Archived Story

Your health, their choice: Women’s health is at risk if providers’ ‘conscience’ outweighs care
By STACY JAMES

On Aug. 20, the U.S. Health and Human Services Department announced it is moving forward with a proposed regulation that, if enacted, will jeopardize our nation’s access to comprehensive and unbiased health care. Known as a “conscience clause,” this regulation allows individual employees to deliberately withhold both services and information from patients based on their own personal beliefs. The proposed regulation affects any hospital, clinic, doctor’s office or pharmacy that receives federal funding, directly or indirectly, from HHS.

As a recipient of federal family planning funding and a federal Medicaid/Medicare provider, Planned Parenthood of Montana is concerned that this proposed federal rule will put women’s access to birth control and the information they need to make health care decisions further at risk. We have already seen instances in Montana where women can no longer access birth control because a pharmacist doesn’t “believe” in contraception.

This federal regulation, if implemented, will prohibit employers in rural hospitals, clinics and pharmacies from replacing employees who are no longer willing to save patients’ lives (i.e. hemorrhage due to impending miscarriage) or dispense critical medication (i.e. birth control to preserve fertility in the cases of severe endometriosis).

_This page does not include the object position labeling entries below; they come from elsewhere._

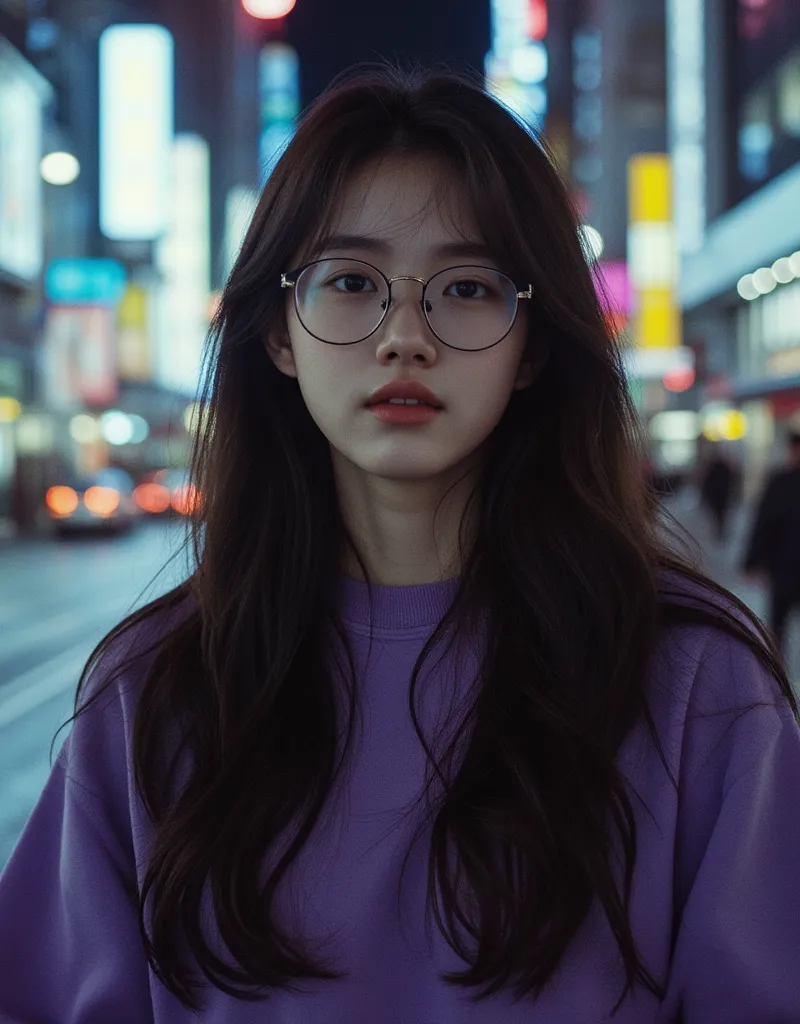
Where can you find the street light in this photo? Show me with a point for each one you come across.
(59, 168)
(268, 9)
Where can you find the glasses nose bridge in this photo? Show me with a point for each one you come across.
(390, 281)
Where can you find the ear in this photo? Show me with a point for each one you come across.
(279, 348)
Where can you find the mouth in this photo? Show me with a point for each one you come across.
(405, 392)
(404, 412)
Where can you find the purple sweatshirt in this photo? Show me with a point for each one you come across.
(718, 866)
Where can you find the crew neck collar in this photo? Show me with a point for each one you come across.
(394, 608)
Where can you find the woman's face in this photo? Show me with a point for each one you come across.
(408, 214)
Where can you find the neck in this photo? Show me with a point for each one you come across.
(406, 531)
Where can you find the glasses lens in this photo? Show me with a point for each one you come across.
(340, 301)
(471, 307)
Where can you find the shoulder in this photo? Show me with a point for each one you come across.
(713, 693)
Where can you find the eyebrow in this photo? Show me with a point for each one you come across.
(455, 250)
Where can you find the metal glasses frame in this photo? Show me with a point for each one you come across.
(290, 280)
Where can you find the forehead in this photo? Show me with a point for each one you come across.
(407, 201)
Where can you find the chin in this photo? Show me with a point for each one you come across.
(408, 470)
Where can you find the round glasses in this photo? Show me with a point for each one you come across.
(343, 301)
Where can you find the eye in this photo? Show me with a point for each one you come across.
(467, 290)
(354, 284)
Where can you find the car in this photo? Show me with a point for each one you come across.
(99, 502)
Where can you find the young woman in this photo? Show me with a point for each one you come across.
(438, 730)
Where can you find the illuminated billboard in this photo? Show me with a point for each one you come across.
(183, 259)
(136, 129)
(23, 94)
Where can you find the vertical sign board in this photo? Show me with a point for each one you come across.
(136, 126)
(279, 97)
(686, 118)
(78, 354)
(653, 260)
(183, 257)
(516, 66)
(23, 94)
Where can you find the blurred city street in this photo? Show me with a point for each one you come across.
(722, 562)
(56, 602)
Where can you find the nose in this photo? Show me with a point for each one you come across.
(405, 335)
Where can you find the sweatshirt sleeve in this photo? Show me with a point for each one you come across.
(737, 945)
(70, 945)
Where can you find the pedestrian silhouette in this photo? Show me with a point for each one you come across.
(774, 543)
(717, 492)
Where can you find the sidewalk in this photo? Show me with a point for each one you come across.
(721, 561)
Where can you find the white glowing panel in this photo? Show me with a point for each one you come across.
(23, 93)
(183, 257)
(686, 118)
(136, 129)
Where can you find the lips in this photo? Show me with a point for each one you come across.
(405, 389)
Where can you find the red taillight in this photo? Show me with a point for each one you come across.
(152, 498)
(101, 501)
(61, 501)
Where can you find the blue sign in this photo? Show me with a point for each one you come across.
(85, 282)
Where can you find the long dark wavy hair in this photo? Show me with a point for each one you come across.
(569, 568)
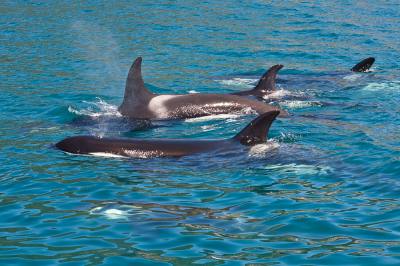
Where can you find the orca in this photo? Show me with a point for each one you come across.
(265, 85)
(364, 65)
(255, 132)
(140, 103)
(269, 78)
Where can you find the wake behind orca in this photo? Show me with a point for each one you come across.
(254, 133)
(140, 103)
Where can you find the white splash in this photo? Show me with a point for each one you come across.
(301, 169)
(352, 77)
(106, 154)
(212, 117)
(300, 104)
(143, 154)
(260, 150)
(116, 214)
(277, 94)
(238, 82)
(384, 86)
(97, 109)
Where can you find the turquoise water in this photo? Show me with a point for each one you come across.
(324, 191)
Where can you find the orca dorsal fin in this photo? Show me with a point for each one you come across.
(134, 86)
(364, 65)
(257, 131)
(265, 85)
(267, 81)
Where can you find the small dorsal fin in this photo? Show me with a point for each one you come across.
(265, 85)
(364, 65)
(134, 87)
(257, 131)
(267, 81)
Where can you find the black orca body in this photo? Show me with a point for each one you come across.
(254, 133)
(141, 103)
(363, 65)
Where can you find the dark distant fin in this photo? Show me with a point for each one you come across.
(364, 65)
(265, 85)
(257, 131)
(134, 87)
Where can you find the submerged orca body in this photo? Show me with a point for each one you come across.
(254, 133)
(141, 103)
(364, 65)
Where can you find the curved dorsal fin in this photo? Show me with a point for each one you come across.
(265, 85)
(267, 81)
(257, 131)
(134, 87)
(364, 65)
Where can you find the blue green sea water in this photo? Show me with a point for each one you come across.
(326, 193)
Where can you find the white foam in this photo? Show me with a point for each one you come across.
(392, 85)
(239, 82)
(103, 109)
(261, 150)
(300, 104)
(212, 117)
(301, 169)
(352, 77)
(116, 214)
(143, 154)
(105, 154)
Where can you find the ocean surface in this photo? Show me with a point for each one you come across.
(324, 190)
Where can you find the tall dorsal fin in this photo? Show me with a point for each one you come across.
(134, 87)
(257, 131)
(265, 85)
(364, 65)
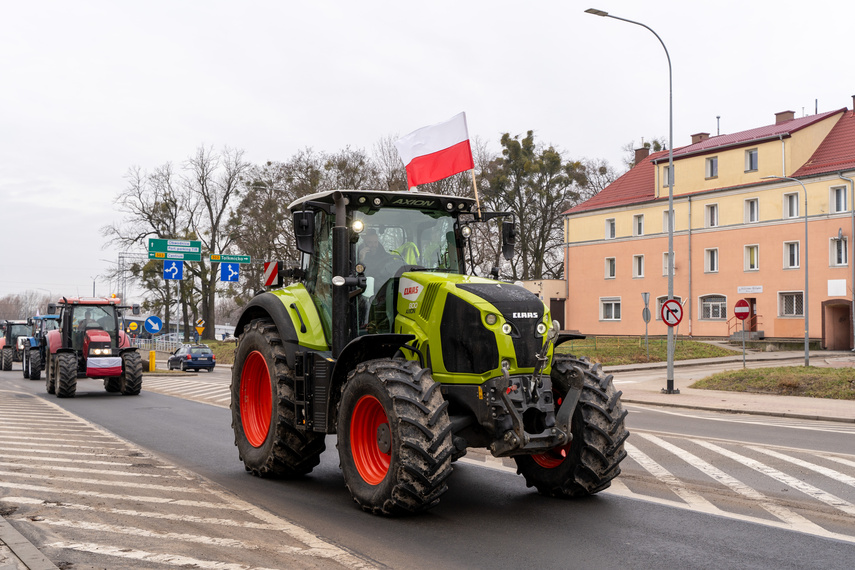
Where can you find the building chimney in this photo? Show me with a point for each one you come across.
(641, 154)
(784, 116)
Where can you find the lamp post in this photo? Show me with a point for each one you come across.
(669, 389)
(806, 303)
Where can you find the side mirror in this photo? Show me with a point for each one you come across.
(304, 231)
(509, 238)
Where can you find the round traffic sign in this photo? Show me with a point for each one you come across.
(741, 310)
(672, 312)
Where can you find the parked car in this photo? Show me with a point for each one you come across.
(192, 357)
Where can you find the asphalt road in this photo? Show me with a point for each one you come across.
(488, 518)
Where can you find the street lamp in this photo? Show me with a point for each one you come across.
(806, 304)
(669, 389)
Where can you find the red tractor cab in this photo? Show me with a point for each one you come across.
(91, 343)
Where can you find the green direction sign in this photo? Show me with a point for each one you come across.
(176, 249)
(217, 258)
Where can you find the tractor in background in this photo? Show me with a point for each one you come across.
(91, 343)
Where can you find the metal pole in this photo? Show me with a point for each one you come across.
(669, 389)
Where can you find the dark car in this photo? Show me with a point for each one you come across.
(192, 357)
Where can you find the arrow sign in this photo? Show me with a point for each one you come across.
(672, 312)
(741, 310)
(153, 325)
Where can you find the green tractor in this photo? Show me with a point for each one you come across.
(384, 340)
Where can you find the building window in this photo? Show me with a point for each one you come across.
(752, 257)
(714, 307)
(610, 309)
(791, 304)
(661, 301)
(711, 215)
(751, 160)
(712, 167)
(638, 225)
(752, 211)
(791, 255)
(791, 205)
(665, 219)
(711, 260)
(638, 266)
(839, 252)
(838, 199)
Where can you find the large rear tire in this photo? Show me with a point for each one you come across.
(66, 375)
(589, 463)
(263, 418)
(130, 382)
(394, 437)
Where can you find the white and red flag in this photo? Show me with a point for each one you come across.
(436, 152)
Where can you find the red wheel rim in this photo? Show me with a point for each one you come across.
(256, 400)
(371, 462)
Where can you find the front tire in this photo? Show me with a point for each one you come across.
(394, 437)
(263, 418)
(589, 463)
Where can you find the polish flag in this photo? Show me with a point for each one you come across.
(436, 152)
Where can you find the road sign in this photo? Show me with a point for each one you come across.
(218, 258)
(229, 271)
(173, 270)
(271, 274)
(153, 325)
(672, 312)
(741, 310)
(180, 250)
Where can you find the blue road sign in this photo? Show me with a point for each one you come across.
(173, 270)
(153, 325)
(229, 271)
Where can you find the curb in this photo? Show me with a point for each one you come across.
(23, 549)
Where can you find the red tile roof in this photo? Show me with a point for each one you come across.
(836, 152)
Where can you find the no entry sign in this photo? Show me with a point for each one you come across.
(741, 309)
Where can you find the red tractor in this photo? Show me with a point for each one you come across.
(90, 343)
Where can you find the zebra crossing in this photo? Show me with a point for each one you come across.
(94, 499)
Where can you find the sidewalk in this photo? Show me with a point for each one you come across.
(648, 388)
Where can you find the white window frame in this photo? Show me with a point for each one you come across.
(711, 167)
(782, 304)
(661, 301)
(638, 225)
(833, 252)
(610, 268)
(611, 302)
(791, 204)
(718, 310)
(838, 200)
(711, 216)
(711, 260)
(748, 210)
(637, 266)
(747, 257)
(748, 154)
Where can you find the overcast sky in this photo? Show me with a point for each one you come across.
(90, 89)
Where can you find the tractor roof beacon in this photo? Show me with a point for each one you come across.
(384, 340)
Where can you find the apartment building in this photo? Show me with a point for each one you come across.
(740, 231)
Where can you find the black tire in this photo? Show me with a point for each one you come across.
(34, 359)
(268, 442)
(66, 375)
(7, 358)
(130, 382)
(50, 379)
(590, 462)
(394, 437)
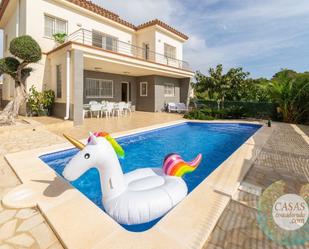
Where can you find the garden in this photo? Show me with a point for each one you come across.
(234, 95)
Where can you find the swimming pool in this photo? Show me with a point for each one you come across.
(215, 141)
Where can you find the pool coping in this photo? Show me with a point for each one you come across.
(188, 225)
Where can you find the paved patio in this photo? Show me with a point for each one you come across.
(285, 156)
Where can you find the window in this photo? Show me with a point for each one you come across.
(104, 41)
(169, 51)
(169, 90)
(143, 89)
(54, 25)
(59, 81)
(99, 88)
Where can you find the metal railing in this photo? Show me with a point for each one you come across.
(112, 44)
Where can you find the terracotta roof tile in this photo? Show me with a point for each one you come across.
(87, 4)
(163, 25)
(101, 11)
(108, 14)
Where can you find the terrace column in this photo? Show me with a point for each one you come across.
(78, 86)
(185, 89)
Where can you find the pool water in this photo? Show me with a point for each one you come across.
(215, 141)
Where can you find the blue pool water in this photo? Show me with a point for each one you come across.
(215, 141)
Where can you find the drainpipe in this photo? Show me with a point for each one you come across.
(67, 109)
(17, 17)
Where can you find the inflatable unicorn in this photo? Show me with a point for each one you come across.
(139, 196)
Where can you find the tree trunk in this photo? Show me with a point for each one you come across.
(11, 110)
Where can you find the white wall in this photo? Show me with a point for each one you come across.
(32, 23)
(146, 35)
(35, 22)
(162, 38)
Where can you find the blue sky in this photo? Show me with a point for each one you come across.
(262, 36)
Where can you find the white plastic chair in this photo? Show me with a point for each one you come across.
(95, 108)
(119, 108)
(108, 109)
(171, 107)
(127, 108)
(181, 107)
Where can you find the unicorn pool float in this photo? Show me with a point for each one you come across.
(139, 196)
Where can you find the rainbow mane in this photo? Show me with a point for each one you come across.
(174, 165)
(119, 150)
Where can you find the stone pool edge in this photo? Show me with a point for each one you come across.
(187, 226)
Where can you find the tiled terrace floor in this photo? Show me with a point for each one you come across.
(285, 155)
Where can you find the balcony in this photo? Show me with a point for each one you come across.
(113, 45)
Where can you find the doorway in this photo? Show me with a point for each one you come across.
(146, 51)
(125, 92)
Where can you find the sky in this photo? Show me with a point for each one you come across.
(262, 36)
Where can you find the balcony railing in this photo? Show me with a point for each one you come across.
(108, 43)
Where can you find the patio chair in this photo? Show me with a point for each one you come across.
(108, 109)
(127, 108)
(181, 107)
(95, 108)
(119, 108)
(171, 107)
(86, 110)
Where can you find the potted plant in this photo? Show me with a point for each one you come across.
(60, 37)
(40, 103)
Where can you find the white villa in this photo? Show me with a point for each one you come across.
(103, 57)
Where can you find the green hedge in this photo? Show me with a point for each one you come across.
(262, 110)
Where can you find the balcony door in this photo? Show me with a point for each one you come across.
(125, 91)
(104, 41)
(146, 51)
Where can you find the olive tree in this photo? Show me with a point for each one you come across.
(25, 51)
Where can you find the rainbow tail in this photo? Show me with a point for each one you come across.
(174, 165)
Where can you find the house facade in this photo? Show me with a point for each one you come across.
(103, 57)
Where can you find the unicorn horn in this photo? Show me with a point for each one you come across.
(75, 142)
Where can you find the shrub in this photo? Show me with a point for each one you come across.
(198, 114)
(26, 48)
(41, 103)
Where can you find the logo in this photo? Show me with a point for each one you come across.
(290, 212)
(283, 213)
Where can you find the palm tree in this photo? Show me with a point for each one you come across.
(291, 92)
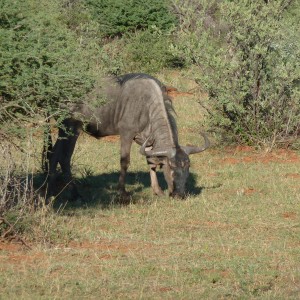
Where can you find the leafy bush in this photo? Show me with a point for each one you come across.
(41, 60)
(117, 17)
(248, 59)
(147, 51)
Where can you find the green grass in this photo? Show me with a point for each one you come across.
(237, 236)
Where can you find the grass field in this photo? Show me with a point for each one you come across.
(237, 236)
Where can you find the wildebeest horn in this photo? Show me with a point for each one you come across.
(169, 153)
(194, 149)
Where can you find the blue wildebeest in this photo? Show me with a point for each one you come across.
(138, 109)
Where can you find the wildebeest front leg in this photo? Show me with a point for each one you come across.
(126, 143)
(154, 182)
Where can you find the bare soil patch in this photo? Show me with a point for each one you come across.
(245, 154)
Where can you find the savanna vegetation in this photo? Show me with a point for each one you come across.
(237, 234)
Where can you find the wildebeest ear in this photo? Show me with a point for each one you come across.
(156, 160)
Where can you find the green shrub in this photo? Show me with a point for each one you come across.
(117, 17)
(41, 60)
(248, 56)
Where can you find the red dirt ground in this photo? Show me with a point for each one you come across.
(245, 154)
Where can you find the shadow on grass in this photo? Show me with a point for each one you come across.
(101, 190)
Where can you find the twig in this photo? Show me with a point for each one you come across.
(10, 233)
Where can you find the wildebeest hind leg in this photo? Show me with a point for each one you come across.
(126, 143)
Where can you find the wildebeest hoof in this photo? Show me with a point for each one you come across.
(159, 193)
(125, 198)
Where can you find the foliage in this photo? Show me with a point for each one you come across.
(147, 51)
(249, 64)
(41, 60)
(117, 17)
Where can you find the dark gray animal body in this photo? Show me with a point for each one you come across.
(139, 110)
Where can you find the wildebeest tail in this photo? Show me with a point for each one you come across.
(47, 145)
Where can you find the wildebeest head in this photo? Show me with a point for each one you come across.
(175, 163)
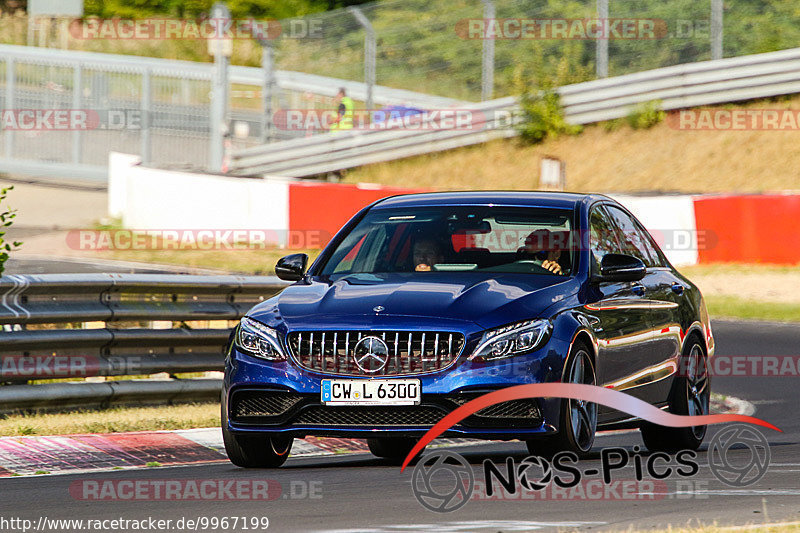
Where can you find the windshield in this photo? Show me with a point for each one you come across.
(455, 238)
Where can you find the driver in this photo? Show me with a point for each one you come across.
(546, 253)
(427, 253)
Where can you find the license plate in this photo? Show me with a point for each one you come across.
(371, 391)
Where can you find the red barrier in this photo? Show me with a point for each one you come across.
(749, 229)
(326, 207)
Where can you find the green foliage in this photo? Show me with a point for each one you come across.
(542, 113)
(6, 218)
(543, 117)
(646, 115)
(274, 9)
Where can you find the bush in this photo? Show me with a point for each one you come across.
(543, 117)
(646, 115)
(6, 218)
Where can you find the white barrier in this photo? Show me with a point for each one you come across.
(154, 199)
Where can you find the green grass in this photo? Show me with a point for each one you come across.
(114, 420)
(733, 307)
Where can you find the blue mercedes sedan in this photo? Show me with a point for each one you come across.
(423, 302)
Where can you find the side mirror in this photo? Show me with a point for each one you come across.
(620, 267)
(291, 267)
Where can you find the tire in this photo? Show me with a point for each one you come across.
(690, 395)
(254, 451)
(394, 449)
(577, 419)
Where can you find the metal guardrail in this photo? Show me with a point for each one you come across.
(676, 87)
(326, 153)
(114, 343)
(171, 98)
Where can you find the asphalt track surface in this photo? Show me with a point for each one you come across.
(361, 493)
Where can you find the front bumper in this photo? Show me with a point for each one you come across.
(280, 398)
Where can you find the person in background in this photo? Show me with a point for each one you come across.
(344, 112)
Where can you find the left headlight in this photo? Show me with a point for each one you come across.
(259, 340)
(512, 340)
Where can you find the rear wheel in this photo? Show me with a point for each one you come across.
(691, 394)
(393, 448)
(578, 418)
(254, 451)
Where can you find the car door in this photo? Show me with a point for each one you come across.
(618, 312)
(658, 349)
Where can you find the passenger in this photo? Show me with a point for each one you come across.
(427, 253)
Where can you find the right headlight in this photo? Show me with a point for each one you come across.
(512, 340)
(259, 340)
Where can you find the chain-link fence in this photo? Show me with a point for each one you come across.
(474, 49)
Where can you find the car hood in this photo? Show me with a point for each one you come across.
(488, 300)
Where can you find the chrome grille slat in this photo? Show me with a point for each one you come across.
(411, 352)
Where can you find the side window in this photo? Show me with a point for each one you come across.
(603, 237)
(649, 245)
(631, 240)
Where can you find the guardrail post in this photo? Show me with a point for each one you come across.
(268, 64)
(716, 29)
(77, 100)
(10, 79)
(601, 54)
(487, 58)
(369, 52)
(146, 147)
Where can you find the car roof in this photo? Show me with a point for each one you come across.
(568, 200)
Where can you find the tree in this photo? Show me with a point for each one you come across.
(6, 218)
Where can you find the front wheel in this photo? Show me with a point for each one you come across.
(690, 395)
(254, 451)
(578, 418)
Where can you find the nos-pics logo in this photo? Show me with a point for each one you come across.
(444, 481)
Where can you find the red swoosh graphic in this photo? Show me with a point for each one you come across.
(577, 391)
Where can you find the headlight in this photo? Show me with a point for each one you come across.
(259, 340)
(513, 339)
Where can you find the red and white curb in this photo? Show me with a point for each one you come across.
(68, 454)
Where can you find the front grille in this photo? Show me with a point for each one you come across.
(343, 352)
(262, 404)
(511, 409)
(281, 408)
(412, 415)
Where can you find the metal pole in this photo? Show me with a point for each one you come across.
(10, 71)
(370, 52)
(716, 29)
(219, 91)
(146, 146)
(77, 99)
(602, 40)
(268, 64)
(487, 60)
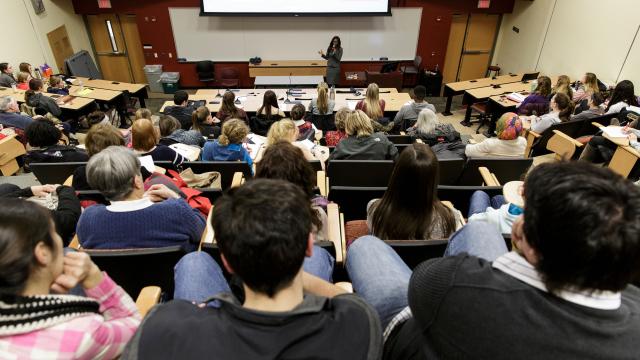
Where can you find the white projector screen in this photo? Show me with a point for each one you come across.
(294, 8)
(238, 38)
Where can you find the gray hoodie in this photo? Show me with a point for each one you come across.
(408, 113)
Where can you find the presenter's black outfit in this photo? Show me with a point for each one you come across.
(333, 58)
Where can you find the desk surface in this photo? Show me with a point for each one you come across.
(252, 99)
(95, 93)
(288, 80)
(289, 63)
(478, 83)
(76, 103)
(110, 85)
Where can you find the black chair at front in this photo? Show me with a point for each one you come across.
(206, 71)
(414, 252)
(54, 173)
(133, 269)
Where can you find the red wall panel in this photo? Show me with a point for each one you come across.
(155, 30)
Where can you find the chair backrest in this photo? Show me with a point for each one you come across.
(225, 168)
(54, 173)
(450, 170)
(400, 139)
(505, 169)
(134, 269)
(459, 196)
(205, 69)
(414, 252)
(324, 122)
(353, 200)
(359, 172)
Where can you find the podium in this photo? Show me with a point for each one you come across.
(288, 68)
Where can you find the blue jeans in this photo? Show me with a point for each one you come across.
(480, 202)
(198, 277)
(381, 278)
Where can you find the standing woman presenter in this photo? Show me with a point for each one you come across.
(333, 57)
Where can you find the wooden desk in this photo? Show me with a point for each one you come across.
(252, 99)
(76, 103)
(458, 88)
(288, 67)
(136, 90)
(96, 94)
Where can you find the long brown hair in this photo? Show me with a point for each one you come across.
(228, 106)
(268, 101)
(323, 97)
(372, 102)
(410, 207)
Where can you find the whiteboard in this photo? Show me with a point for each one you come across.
(294, 38)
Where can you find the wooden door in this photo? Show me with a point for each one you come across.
(118, 47)
(478, 46)
(454, 48)
(60, 46)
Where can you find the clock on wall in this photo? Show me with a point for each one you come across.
(38, 6)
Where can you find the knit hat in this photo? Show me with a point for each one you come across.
(509, 126)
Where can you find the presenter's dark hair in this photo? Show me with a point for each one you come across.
(262, 229)
(584, 223)
(331, 43)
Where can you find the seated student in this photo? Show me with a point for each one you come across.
(361, 143)
(6, 75)
(34, 98)
(622, 97)
(44, 138)
(408, 113)
(539, 97)
(23, 81)
(263, 230)
(38, 319)
(561, 107)
(567, 283)
(57, 86)
(203, 122)
(229, 110)
(595, 100)
(228, 146)
(172, 133)
(135, 219)
(322, 105)
(587, 86)
(333, 137)
(431, 131)
(181, 110)
(145, 142)
(563, 86)
(306, 130)
(10, 114)
(66, 213)
(410, 209)
(287, 162)
(98, 138)
(508, 142)
(502, 211)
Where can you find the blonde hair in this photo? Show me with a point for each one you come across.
(282, 130)
(341, 117)
(143, 113)
(359, 124)
(427, 121)
(372, 102)
(233, 132)
(144, 135)
(323, 97)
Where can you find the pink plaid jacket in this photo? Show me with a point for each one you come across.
(88, 337)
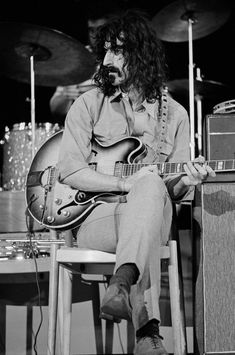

This type of regulation directly targets women’s health and puts the individual interests of a provider over the healthcare needs of a patient.

Montana’s health care system is tenuous at best. As a rural state, we rely on providers who can treat us free of prejudice and, if unable to provide the service, are willing to go out of their way to find the closest provider in a timely fashion. This proposed regulation not only protects those employees who don’t want to serve us, but also protects those employees who won’t even talk to us because our medical decisions differ from their personal beliefs.

Finally, from our state law perspective, the HHS regulation treads on democratically enacted state policies aimed at ensuring equal access to health care for the state’s citizens, such as Montana’s contraceptive equity provision, while protecting religious freedoms as evidenced by our own state statute, MCA 50-20-111. Montanans enjoy contraceptive equity so that all insurance companies providing coverage in the state must cover contraceptives as part of their prescription plans. Under the proposed HHS rule change, enforcement of this law could be in jeopardy.

Also, Montana currently has a state statute that allows individuals, hospitals and others to deny participating in abortion. MCA 50-20-111 states that “All persons shall have the right to refuse to advise concerning, perform, assist, or participate in abortion because of religious beliefs or moral convictions.” While Planned Parenthood of Montana has concerns regarding MCA 50-20-111, it is the law of our state and we are in full compliance.

The proposed HHS regulation goes far beyond our state statute and includes virtually every health-care provider in the state and is not limited to abortion refusals. For those patients who rely on publicly-supported clinics and/or Medicaid/Medicare reimbursement for health care, this HHS rule does not provide them an alternative.

The HHS proposed regulation is now posted in the federal register. A 30-day public comment period is under way and will end on Sept. 25. It is crucial that Montanans who value the right to privacy and access to medical care weigh in and tell the Bush administration to keep politics out of the exam room. You may submit electronic comments on this regulation to www.Regulations.gov or via e-mail to consciencecomment@hhs.gov.

Stacy James is the CEO of Planned Parenthood of Montana, and writes from Billings.